Well, the fucking buck stops here, I thought. "All right, send him up," I said.
"You sure?" she asked.
I looked at the screen. The hem of a skirt. An ankle. A rolodex. Something hair-covered that could have been a man's armpit or a woman's crotch.
"Oh yeah. Send him."
About 45 minutes later there was a polite tap on the door. "Maintenance!" a voice shouted.
I opened the door. A bald black man with a massive keyring on his belt carried a toolbox into the room. He set it down on the bed. "I'm in room 237 now, over," he said into a walkie-talkie. "What's the problem?"
I pointed at the TV. A wrist. A necklace. A woman's mouth. The back of a hand. "I've got sound, but no picture," I said.
The man put his hands on his hips. He furrowed his brow.
"See?" I said. "Jarbled."
"Hmm," he said. "Quit out of this movie. Go to another one. Let's see if you get the same problem. Could just be a bad movie in the system."
I fumbled with the remote. I felt awkward having this stranger in my space. I wished I'd picked up a little, put some of my personal things away. Stray sections from USA Today were scattered around the toilet after a dump I'd taken earlier. My suitcase was on the bed, opened, my Hanes briefs on display.

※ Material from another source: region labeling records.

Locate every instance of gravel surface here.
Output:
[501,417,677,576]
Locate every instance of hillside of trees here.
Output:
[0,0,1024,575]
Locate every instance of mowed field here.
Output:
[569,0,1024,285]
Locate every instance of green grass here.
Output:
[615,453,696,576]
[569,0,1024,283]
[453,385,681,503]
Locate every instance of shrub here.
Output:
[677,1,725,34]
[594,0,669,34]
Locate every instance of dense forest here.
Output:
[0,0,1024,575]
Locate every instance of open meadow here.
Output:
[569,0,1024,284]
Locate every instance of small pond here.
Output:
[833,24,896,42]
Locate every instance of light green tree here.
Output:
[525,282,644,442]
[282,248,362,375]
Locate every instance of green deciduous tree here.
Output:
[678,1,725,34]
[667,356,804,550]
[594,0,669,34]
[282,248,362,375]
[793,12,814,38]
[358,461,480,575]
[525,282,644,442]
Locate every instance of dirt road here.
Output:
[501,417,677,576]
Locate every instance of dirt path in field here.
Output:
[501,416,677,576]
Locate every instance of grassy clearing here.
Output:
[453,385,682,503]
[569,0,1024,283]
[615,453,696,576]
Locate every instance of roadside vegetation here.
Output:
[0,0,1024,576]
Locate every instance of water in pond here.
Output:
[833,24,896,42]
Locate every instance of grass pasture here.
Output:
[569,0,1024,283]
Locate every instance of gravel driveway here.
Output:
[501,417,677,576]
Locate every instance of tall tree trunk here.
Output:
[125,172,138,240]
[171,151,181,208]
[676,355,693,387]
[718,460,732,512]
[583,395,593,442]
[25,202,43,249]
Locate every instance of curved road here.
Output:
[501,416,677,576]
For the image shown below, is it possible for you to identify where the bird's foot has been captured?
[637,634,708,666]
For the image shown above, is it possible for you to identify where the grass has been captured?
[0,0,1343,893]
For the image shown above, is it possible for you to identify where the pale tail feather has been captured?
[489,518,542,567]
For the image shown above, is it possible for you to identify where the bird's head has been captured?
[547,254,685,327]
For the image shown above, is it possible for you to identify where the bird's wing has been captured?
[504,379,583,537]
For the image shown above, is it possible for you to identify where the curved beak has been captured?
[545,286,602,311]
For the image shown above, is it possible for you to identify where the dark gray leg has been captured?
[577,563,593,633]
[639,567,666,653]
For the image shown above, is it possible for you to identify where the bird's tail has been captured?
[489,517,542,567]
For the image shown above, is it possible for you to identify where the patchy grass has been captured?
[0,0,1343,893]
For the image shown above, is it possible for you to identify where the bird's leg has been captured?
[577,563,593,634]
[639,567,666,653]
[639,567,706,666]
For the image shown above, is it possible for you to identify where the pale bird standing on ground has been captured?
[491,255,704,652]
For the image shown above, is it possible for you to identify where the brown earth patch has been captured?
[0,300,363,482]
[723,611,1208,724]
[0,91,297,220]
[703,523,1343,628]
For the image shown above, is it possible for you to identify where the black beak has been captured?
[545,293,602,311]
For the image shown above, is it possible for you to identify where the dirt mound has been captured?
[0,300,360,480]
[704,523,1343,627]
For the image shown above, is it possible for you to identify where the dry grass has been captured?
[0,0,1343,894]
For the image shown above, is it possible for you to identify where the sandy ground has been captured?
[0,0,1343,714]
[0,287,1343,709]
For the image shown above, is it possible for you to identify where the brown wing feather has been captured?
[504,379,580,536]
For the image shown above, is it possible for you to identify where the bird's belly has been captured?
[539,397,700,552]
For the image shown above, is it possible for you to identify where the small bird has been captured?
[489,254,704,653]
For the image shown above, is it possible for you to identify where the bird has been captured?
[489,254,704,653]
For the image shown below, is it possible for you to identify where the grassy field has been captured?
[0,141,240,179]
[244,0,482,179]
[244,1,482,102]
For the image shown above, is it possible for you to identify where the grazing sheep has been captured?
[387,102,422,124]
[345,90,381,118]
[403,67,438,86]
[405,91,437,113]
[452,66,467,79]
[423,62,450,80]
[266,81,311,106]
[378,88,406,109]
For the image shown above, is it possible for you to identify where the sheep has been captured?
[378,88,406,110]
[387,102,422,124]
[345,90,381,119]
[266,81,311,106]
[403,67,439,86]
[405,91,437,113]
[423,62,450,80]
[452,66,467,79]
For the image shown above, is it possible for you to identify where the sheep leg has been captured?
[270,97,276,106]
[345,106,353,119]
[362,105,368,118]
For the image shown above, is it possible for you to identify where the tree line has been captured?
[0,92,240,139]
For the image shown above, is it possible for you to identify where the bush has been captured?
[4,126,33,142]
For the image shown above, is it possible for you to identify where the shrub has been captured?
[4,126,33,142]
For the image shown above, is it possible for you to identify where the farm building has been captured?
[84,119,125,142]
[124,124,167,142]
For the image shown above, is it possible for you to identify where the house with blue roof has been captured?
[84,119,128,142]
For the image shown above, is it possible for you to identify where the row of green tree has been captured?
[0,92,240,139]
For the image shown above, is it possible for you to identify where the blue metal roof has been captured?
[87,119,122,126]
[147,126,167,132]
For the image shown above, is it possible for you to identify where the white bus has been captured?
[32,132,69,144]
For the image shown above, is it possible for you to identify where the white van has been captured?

Cancel button. Main menu. Porno menu. I started aimlessly scrolling through the titles. Secretary Ass Fest. My Secretary Loves Cock. Cocked-Up Secretaries From Barcelona.
I could hear the man breathing through his nose. Inhale. Exhale. Inhale.
Rain pounded against the room's air conditioning unit.
I thought, Do I just pick anything? Or, do I pick something that I want to actually watch?
I scrolled through the list, faster and faster, picking up speed.
Finally, as if reading my mind, the man sighed then said, "Pick something. Anything. It doesn't matter."
I landed on something called Secretaries In Da Hood. Or something to that effect.
The WARNING screen came up.
"Hit the 'OK' button," the man said.
Sound came from the TV. And then, miraculously, a picture appeared. A light-skinned black girl was on her knees fellating a man with a cock the size of a Subway foot-long.
Me and the Sheraton maintenance man stood there together, watching the TV screen.
"Well," the man finally said, "it looks like it's working now."
"It does," I said.
He grabbed his toolbox. Said something unintelligible into his walkie-talkie. Headed towards the door.
"So I guess that other one was a bad movie?" I said.
"Guess so," he said.
"It could have been out of order for a long time," I said. I thought of all those business men before, eating that $19.95 charge.
"Who knows, really," the man said.
He stopped in the doorway. Took one look back at the TV. "Don't worry about the movie," the man said. "I'll tell them downstairs to take it off your bill."
I thanked him, shut the door, then locked it.
I stood in the room's entryway, listening hard, my ears straining for the slightest sound. I could hear the hum of the hotel around me. The cooling systems. The inner workings. The elevators going up and down. Rain falling outside.
I was listening for something beyond the hotel's machinery--listening for something human. A snicker maybe. A chorus of snickers, even. The whispers through the place that the man in 237 enjoys a wank on occasion.
Then I thought, Man, what the fuck do I fucking care. Fuck Orlando. Fuck Florida. Fuck these people.
And then I lowered my pants and enjoyed four glorious minutes of the fine piece of cinema known as Secretaries In Da Hood.